At the moment I am re-reading "Mama Lola" by Karen Mcarthy-Brown, a seminal book in the study of voodou, which is both informative and well written, the latter being quite rare in anthropology books. Definitely worth checking out.
 
 
Brigade du jour
22:08 / 10.09.04
Just started Kerouac's 'On Tne Road'. Yeah I know, Maggie-come-lately ...

But hey I was on the bus, so it was appropriate!

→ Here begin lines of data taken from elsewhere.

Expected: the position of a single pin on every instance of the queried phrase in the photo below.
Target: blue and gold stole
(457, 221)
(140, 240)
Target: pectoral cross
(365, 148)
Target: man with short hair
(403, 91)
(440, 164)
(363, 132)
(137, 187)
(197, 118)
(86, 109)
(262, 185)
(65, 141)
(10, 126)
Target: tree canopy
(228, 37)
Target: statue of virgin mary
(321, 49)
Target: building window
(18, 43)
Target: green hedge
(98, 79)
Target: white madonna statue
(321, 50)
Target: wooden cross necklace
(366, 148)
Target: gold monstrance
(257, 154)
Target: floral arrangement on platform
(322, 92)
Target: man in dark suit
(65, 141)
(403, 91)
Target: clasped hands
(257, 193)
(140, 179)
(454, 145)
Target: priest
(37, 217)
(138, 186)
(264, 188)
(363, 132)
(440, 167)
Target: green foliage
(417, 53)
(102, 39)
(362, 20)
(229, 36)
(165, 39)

Whizzing through it at a rate of knots so far, very easy read, vivid, full of detail with hints of poetic description. Nice.
 
 
Shrug
09:21 / 11.09.04
This week I'ave mostly been reading:
The Goblet of Fire,
The Curious Incident of the Dog at Night Time,
One Hundred Years of Solitude.

I got One Hundred Years of Solitude a couple of years ago but have only recently been enthused to read on hearing a synopsis of it as "some stupid inbred bastards all with the same name annoying and confusing", well either way I liked the ciclicle (s.p?) nature of the Buendìas, how each family trait seeped through generationally with numerous variations, how off the wall it was, the tradgedy, how at times I, like Ursula found my memory slipping through the countless Aurelìanos and Josè Arcadìos.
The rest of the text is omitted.